BB5 S40 MCU modyfing?

[maciekbronkz]

Hi all.
I tried to modify mcusw in nokia (*#0000# - change name of mcu etc). Flashing process ok but effect? Phone doesn't boot up. Some controllers? I think any byte in mcu is not codded by any security (faid, fsig and fsig_ext probably are not used, only rsa/aes but where?). Some areas in mcu should can be modded without any problems. Next attempt - I modify any byte in mcu. when i flashing:

Code:

Asic CMT: Start programming 49221 KB...
Asic CMT: Programming data sent: 0%
Asic CMT: Programming data sent: 10%
Asic CMT: Programming data sent: 20%
Asic CMT: Programming data sent: 30%
Asic CMT: Programming data sent: 40%
FUR: ALGO reported error in Control Frame. Unable to continue.
ERROR: Programming error reported for asic CMT
-- Error Type        0x05
-- Error Specifier   0x08
-- Of*****ng Addr    0x01A8C400
-- Expected content  0x00008683
-- Detected content  0x0000868D
Error sending programming command 0x8400A814
ERROR Sending status request to Algo! 0x8400A814
Error while programming CMT!
Error when flashing Algo (0x84012283)
Unable to flash phone 0x84012283

Mcusw is file with some sectors:



Every sector as you seen on screen has a hash - it is rap hash, but 11 sector - papubkeys has one more hash - I don't know what hash it's. Sector 11 is not mapped in memory. Sectors which haven't hashes are I think block headers.
Generally: I think papubkeys is "controller" for the mcu, which not allow to boot phone.


Any ideas?

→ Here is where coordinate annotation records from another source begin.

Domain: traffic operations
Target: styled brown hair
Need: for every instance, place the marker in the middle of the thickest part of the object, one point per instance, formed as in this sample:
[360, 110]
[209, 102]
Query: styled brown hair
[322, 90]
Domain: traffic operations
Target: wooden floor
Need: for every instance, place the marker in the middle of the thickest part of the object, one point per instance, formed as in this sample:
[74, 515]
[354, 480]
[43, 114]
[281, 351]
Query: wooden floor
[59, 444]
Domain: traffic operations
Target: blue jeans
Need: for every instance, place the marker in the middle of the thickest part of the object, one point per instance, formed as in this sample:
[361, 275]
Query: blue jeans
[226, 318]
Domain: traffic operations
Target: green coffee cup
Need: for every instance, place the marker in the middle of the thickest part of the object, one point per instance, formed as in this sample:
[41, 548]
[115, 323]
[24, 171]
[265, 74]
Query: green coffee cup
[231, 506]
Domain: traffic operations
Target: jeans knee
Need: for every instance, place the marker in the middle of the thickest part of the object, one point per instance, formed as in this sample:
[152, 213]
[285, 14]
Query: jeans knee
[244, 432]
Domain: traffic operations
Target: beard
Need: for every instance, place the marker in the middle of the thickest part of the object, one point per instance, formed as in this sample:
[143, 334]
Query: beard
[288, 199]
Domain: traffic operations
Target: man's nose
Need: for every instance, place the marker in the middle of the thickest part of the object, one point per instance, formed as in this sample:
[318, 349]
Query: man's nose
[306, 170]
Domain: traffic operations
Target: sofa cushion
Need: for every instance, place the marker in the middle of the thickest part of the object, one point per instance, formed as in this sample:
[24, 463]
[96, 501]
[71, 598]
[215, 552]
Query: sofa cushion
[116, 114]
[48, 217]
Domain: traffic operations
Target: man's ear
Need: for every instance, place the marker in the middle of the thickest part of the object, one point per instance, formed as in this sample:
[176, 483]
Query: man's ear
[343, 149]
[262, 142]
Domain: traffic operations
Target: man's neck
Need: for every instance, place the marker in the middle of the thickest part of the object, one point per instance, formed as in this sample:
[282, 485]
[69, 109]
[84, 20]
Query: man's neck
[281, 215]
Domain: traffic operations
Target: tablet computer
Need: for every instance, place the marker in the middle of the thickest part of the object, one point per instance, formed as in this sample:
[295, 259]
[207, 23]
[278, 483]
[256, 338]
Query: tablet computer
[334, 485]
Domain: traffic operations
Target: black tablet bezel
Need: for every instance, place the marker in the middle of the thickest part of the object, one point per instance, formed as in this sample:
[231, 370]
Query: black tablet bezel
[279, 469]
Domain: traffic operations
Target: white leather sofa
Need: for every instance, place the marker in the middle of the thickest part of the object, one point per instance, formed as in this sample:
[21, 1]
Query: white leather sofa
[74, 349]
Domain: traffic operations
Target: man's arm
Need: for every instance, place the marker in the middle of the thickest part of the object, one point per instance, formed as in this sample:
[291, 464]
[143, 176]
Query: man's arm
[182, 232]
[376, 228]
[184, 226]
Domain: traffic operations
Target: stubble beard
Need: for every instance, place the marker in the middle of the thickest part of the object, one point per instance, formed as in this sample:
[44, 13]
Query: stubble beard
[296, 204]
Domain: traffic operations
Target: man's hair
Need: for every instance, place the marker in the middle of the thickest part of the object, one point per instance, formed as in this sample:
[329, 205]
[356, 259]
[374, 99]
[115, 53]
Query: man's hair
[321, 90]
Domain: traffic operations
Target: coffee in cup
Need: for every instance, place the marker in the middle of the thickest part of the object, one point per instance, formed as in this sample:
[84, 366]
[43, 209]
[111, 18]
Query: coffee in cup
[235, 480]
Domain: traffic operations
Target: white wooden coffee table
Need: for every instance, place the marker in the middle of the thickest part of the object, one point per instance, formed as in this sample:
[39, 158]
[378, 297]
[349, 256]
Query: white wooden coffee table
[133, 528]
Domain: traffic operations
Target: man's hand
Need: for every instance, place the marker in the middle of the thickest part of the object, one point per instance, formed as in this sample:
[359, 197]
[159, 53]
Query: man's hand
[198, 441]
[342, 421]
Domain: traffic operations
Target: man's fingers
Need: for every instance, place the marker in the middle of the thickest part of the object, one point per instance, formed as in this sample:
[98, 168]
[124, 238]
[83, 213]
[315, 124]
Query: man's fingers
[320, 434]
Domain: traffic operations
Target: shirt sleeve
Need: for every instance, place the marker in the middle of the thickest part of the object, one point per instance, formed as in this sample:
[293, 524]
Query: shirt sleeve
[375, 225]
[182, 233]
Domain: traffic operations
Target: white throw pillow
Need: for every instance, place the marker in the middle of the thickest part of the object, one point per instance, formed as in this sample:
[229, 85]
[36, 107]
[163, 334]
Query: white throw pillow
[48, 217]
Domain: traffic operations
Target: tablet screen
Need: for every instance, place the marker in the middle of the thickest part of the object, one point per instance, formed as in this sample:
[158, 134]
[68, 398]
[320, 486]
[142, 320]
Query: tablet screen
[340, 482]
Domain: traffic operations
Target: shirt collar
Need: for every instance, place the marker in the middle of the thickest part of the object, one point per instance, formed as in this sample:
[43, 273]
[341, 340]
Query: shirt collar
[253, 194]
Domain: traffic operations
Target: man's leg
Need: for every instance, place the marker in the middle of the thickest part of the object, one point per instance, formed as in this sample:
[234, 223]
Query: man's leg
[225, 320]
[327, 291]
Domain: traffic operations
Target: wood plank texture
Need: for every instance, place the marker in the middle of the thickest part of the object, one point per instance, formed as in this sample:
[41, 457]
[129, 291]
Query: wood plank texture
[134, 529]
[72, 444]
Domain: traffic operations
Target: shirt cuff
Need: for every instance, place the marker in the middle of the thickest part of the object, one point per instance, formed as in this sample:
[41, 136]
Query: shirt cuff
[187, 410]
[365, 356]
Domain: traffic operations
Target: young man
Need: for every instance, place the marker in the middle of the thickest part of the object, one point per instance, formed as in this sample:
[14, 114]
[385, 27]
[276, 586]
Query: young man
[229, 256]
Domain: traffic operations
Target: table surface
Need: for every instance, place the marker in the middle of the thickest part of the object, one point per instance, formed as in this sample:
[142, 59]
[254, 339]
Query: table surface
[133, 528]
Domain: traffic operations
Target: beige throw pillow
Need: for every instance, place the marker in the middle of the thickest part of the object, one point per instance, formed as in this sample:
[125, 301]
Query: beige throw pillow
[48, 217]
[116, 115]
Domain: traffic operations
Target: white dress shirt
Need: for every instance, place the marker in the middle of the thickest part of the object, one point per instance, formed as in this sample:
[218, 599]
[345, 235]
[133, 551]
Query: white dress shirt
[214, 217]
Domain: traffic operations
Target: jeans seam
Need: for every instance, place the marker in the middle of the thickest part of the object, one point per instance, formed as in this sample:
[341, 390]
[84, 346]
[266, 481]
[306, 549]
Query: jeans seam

Tips? Corrects for me? Thanks a lot and sorry for my language.

[kevin168]

did u used trix for that?

br,

[g-gabber]

The firmware is signed by rsa, there is no way to patch bb5 firmware at this moment.

[meiky]

u can't only a modified mcu to patcher BB5,coz must read hardware too.

[kevin168]

Quote:

Originally Posted by g-gabber

The firmware is signed by rsa, there is no way to patch bb5 firmware at this moment.

How about the Nokia Editor spread on the net?
it can edit some firmware part and repack it.

br,
kevin168

[Dzirt]

PPM and CNT are not signed.

[kevin168]

Quote:

Originally Posted by Dzirt

PPM and CNT are not signed.

So not all part in mcu are signed?
as the tool can repack ROFS from Core fspx.

CMIIW

Br,
kevin168

[Dzirt]

ROFS repack done funny
If we made TOC change - phone will no longer check it in new FW versions.
I already check some parts - as usual nokia not cover full certs with it, just ROFS1, ROFS2 and ROFS3 part can be changed. If we make other change - phone dead.
And most important - rofs is just a fs image, not a FW part, so, it not secured as weel.